I always knew that the man I wanted to marry would be tough, work hard, have goals and dreams, and be willing to work really hard to take care of his family.

LW: This is exactly why I wanted to do this podcast so people could hear super successful people talk about things and understand the importance of communication.

So the challenge is—with your staff, your family, your team, whatever it is—getting a regular time and place on the schedule to communicate and review things.  

Communication is important. The point is to come up with a specific way that you can communicate with key people in your life on a regular basis.

I like the idea of the cooperative attitude that you picked up that you project subconsciously with your mother and dad working together.

There wasn’t tension, backbiting, or a cross-purpose going on. There was unity behind the family goal of being independent, financially successful, and making the business grow. 

That informed your growing up as much as anything.

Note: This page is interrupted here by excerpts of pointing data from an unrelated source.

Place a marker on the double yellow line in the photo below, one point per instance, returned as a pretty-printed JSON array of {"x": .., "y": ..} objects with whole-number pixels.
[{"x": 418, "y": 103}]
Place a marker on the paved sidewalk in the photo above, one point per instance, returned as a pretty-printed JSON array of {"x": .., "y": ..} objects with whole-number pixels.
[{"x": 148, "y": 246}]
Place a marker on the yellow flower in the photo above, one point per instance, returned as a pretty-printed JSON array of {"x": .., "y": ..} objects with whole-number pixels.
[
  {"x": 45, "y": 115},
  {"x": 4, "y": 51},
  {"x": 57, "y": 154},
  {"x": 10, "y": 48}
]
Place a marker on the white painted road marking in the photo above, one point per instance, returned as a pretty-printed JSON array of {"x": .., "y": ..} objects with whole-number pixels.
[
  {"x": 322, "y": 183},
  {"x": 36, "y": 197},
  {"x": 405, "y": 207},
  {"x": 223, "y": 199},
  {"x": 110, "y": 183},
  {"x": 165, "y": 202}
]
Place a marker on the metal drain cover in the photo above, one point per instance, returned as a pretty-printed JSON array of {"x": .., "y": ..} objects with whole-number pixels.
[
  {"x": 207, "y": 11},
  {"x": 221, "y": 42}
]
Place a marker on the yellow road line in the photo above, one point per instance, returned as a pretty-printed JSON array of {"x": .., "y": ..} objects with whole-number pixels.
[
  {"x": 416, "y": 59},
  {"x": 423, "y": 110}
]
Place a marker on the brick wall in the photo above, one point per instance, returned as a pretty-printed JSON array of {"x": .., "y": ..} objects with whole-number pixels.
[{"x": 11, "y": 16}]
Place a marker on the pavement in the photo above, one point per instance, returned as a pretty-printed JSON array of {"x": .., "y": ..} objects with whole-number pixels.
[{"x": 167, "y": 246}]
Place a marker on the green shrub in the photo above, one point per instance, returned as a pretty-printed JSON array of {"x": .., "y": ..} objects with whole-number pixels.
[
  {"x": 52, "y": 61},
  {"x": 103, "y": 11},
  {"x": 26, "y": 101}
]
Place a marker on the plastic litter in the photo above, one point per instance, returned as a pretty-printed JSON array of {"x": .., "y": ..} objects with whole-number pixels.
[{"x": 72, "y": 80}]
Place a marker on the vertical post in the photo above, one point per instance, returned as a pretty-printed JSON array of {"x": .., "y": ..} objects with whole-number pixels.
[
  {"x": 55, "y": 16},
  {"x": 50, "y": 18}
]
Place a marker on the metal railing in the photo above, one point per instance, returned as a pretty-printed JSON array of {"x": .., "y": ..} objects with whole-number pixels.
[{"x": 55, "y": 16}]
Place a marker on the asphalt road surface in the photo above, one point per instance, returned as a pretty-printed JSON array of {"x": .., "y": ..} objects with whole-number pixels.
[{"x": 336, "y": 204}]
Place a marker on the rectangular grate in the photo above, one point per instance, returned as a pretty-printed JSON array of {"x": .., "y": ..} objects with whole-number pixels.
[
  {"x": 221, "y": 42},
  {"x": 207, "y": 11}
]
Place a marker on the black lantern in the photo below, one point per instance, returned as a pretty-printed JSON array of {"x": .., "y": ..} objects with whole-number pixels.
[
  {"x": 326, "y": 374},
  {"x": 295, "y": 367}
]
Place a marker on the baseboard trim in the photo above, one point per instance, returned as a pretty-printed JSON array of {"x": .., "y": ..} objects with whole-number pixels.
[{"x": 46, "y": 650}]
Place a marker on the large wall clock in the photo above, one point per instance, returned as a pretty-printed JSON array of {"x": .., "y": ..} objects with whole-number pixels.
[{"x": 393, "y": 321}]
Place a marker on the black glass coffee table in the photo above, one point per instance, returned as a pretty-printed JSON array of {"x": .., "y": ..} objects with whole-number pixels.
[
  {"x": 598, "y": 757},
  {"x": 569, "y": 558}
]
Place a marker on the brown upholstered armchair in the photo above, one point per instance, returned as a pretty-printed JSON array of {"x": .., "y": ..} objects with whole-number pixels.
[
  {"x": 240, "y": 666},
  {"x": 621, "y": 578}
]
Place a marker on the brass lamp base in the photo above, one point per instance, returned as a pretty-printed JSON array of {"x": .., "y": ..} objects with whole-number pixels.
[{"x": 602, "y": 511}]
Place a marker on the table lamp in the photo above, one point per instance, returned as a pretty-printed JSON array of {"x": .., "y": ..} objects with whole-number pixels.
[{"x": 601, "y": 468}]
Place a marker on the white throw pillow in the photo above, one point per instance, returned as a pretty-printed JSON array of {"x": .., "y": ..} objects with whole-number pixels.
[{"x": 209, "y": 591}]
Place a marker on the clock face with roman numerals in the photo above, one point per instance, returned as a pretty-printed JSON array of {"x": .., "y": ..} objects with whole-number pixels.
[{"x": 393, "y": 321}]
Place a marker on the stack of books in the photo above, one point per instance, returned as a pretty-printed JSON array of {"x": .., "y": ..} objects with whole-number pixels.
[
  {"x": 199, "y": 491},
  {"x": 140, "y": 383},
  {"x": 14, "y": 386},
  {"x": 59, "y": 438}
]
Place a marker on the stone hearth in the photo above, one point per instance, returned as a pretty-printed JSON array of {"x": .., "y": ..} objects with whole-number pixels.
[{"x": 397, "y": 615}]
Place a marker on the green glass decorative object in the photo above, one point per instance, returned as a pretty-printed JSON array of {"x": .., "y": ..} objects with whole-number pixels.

Attitude is everything. 

DO: Yes, the most amazing part of growing up was to see how they worked together, not necessarily doing the same things.  They knew—and this is now how Omar and I have run our family—all the things that needed to be done.

They knew all the business things, the personal things, the kid things, the things with my grandma and grandpa, everything that needed to get done, and they figured out who was going to do what in the most efficient way.

They worked together as a team. Wherever my mom would stop, my dad would start and vice versa. They pieced together their relationship like a puzzle. I saw a cohesive unit. They weren’t going in two different directions.

They might not have been going to the same place, but they were working towards the same goal down the road. When my brother and I got busy with activities, sports, and school, my mom handled all of that so that my dad could focus on working the business.

Then during the day when we were at school, she would go into the office to see what needed to be done. They made sure that everything got done, but there was no overlapping. It worked so efficiently because it was like they were one person.

That showed me the perfect example of how to be like that. That was the life that I wanted when I grew up. I wanted a life like my mom and dad had where I can have a husband where we can be focused on the same things and work together.

We work based on our strengths and weaknesses. We maximize our strengths because he does all the things that he’s really good at, and I do all the things that I’m really good at.

LW: For teamwork to be successful, you’ve got to have that harmony of the belief in what you’re doing. Anything we do in life that is new or bigger, we have to “puzzle piece”—I like how you came up with that—our way to figuring out how to do it.

Every day is different. You’re doing the same thing on a basic level, but then you’ve got to make it all work with the time schedules. 

That’s why attitude, flexibility, communication, and relationships are so important. You’ve got to have fun as a team, and you’ve got to give each other room to screw up.

Life goes up and down, and you don’t know how much, so you’ve got to be nimble and cooperative. You’ve got to “puzzle piece” your way through life.

There’s a whole lot of satisfaction in figuring out how to get through all the confusion of the day to stay on track and keep moving to where you want to go.

That’s the whole idea of a team—you’re working together, overlapping each other. For that to happen, you’ve got to give, watch your tongue, and make sure that you’re encouraging. Everybody else is more important than you.

They’re going to need that reinforcement from the top. 

DO: Going back to communication. As you were talking, I was realizing it’s something that Omar and I do with the kids. We do it differently because we do it separately.

This has allowed them to be very mature 13 and 14-year-olds. Omar started many years ago. He calls them morning talks that he’ll do every weekend.

They’ll talk about business, the world, and school, whatever they want to talk about and whatever he wants to communicate to them.

Communication is such a key part of any relationship, and Omar and I have great communication. We have great communication with our kids. That’s something that I definitely learned growing up that was instilled in me.